Chapter 8: Building and Training an AutoEncoder

Refactoring our Auto-Encoder

face Luca Grillotti

Our implementation of MNISTAutoEncoder is a bit too long. Let’s try to make a more flexible implementation: MNISTAutoEncoderRefactored.

To do that, we will separate our model implementation into 3 different modules:

  • MNISTEncoder which compresses an image into a latent encoding
  • MNISTDecoder which tries to reconstruct the original image from that latent encoding
  • MNISTAutoEncoderRefactored which relies on MNISTEncoder and MNISTDecoder to encode and reconstruct an image

Encoder

The implementation of MNISTEncoder just performs the first operations of our MNISTAutoEncoder:

class MNISTEncoder(torch.nn.Module):
    def __init__(self, feature_space_dimensionality):
        super().__init__()

        self.linear_encoder_1 = torch.nn.Linear(in_features=1 * 28 * 28, out_features=64)
        self.linear_encoder_2 = torch.nn.Linear(in_features=64, out_features=64)
        self.linear_encoder_final = torch.nn.Linear(in_features=64, out_features=feature_space_dimensionality)
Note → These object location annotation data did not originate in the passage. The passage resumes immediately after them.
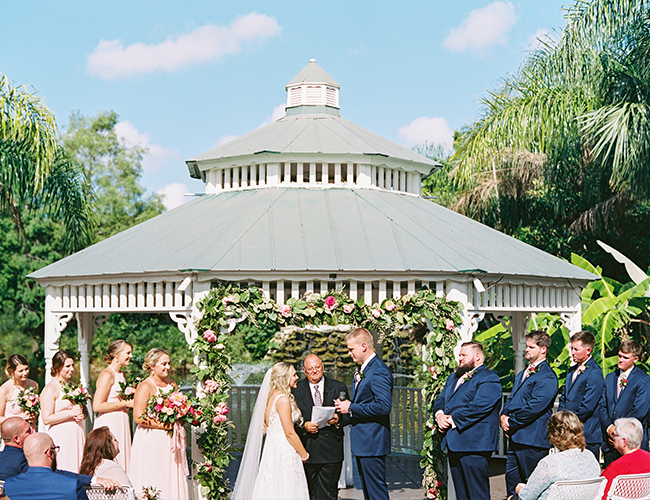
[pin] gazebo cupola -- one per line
(311, 146)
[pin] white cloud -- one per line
(156, 155)
(424, 129)
(278, 112)
(482, 28)
(173, 195)
(111, 60)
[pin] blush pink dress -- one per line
(153, 463)
(118, 423)
(69, 435)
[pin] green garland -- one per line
(229, 302)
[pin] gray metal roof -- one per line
(310, 133)
(302, 229)
(313, 73)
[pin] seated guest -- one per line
(100, 451)
(571, 462)
(40, 482)
(626, 437)
(14, 431)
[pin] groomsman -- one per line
(467, 412)
(527, 410)
(626, 395)
(325, 446)
(369, 414)
(583, 389)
    def forward(self, tensor_images):

        # Flattening images
        x = tensor_images.view(-1, 1 * 28 * 28)

        # Encoder --------------------

        # Encoder - Layer 1
        x = self.linear_encoder_1(x)
        x = torch.relu(x)

        # Encoder - Layer 2
        x = self.linear_encoder_2(x)
        x = torch.relu(x)

        # Encoder - Final Layer
        x = self.linear_encoder_final(x)
        # Note that there is no activation function here

        return x

Decoder

The implementation of MNISTDecoder just performs the last operations of our MNISTAutoEncoder:

class MNISTDecoder(torch.nn.Module):
    def __init__(self, feature_space_dimensionality):
        super().__init__()

        self.linear_decoder_1 = torch.nn.Linear(in_features=feature_space_dimensionality, out_features=64)
        self.linear_decoder_2 = torch.nn.Linear(in_features=64, out_features=64)
        self.linear_decoder_final = torch.nn.Linear(in_features=64, out_features=1 * 28 * 28) 
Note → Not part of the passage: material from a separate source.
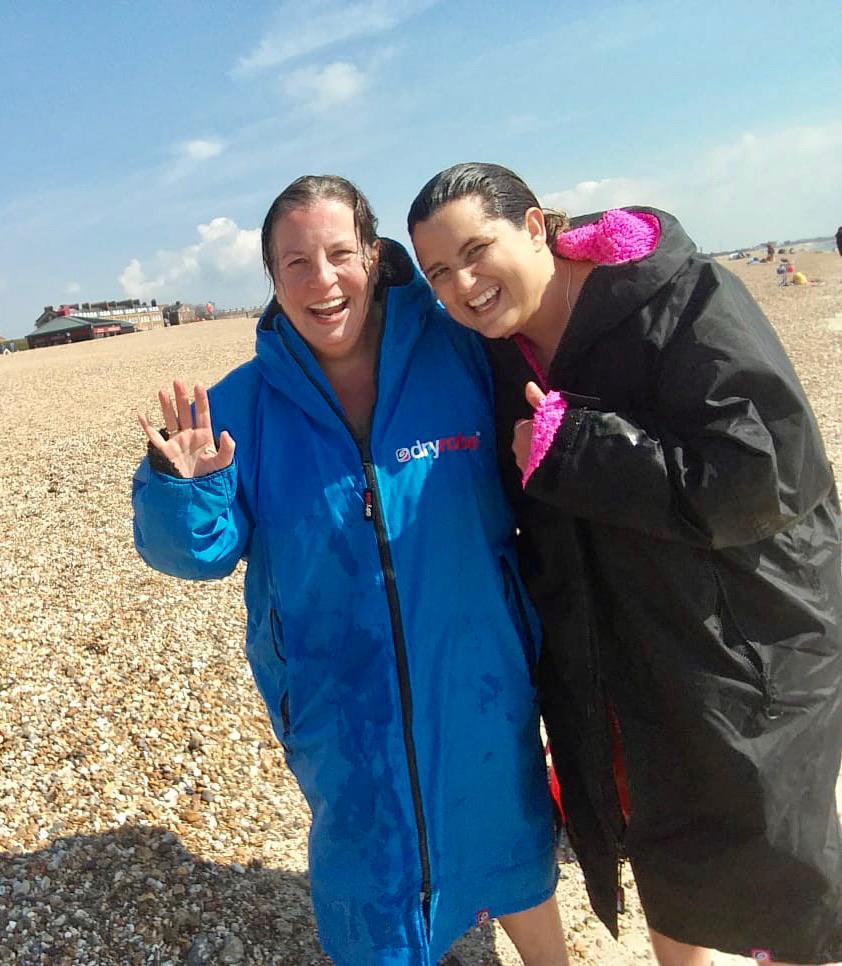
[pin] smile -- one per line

    def forward(self, tensor_encoding):

        # Decoder - Layer 1
        x = self.linear_decoder_1(tensor_encoding)
        x = torch.relu(x)

        # Decoder - Layer 2
        x = self.linear_decoder_2(x)
        x = torch.relu(x)

        # Decoder - Final Layer
        reconstruction = self.linear_decoder_final(x)


        # Putting reconstruction on the right shape (as original images)
        reconstruction = reconstruction.view(-1, 1, 28, 28)
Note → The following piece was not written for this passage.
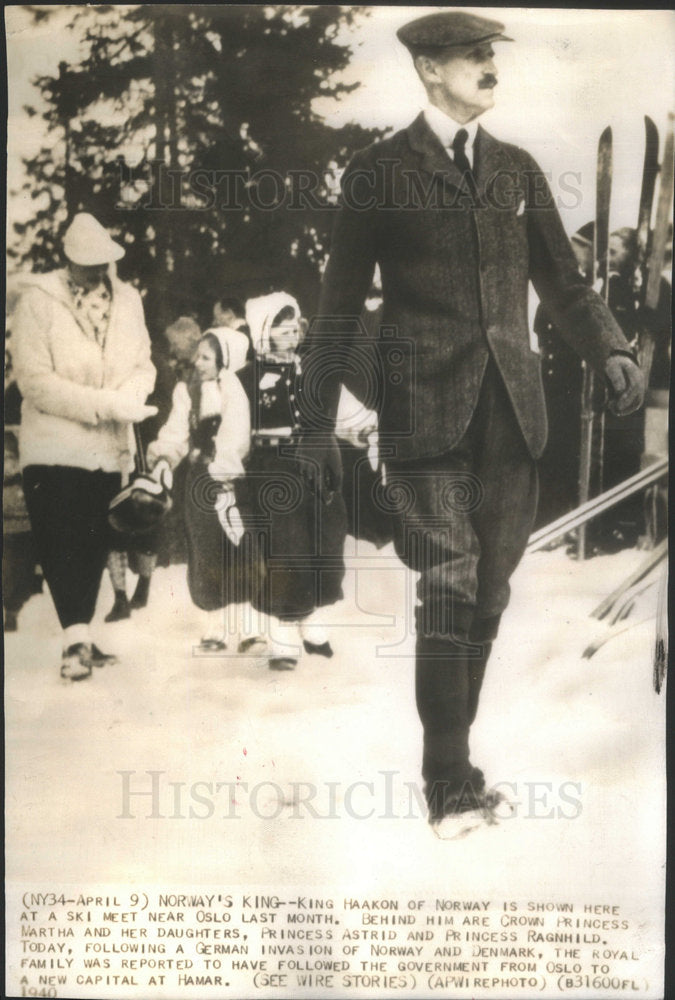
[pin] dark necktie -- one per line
(462, 160)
        return reconstruction

MNISTAutoEncoderRefactored

__init__

We only need to declare our MNISTEncoder and MNISTDecoder modules in the __init__:

    def __init__(self, feature_space_dimensionality):
        super().__init__()

        self.encoder = MNISTEncoder(feature_space_dimensionality)
        self.decoder = MNISTDecoder(feature_space_dimensionality)

forward and get_encoding

Then our implementations of forward and get_encoding only need to use self.encoder and self.decoder:

    def forward(self, tensor_images):
        encoding = self.encoder(tensor_images)

        reconstruction = self.decoder(encoding)

        return reconstruction


    def get_encoding(self, tensor_images):

        encoding = self.encoder(tensor_images)

        return encoding

Way shorter and cleaner, isn’t it? ^^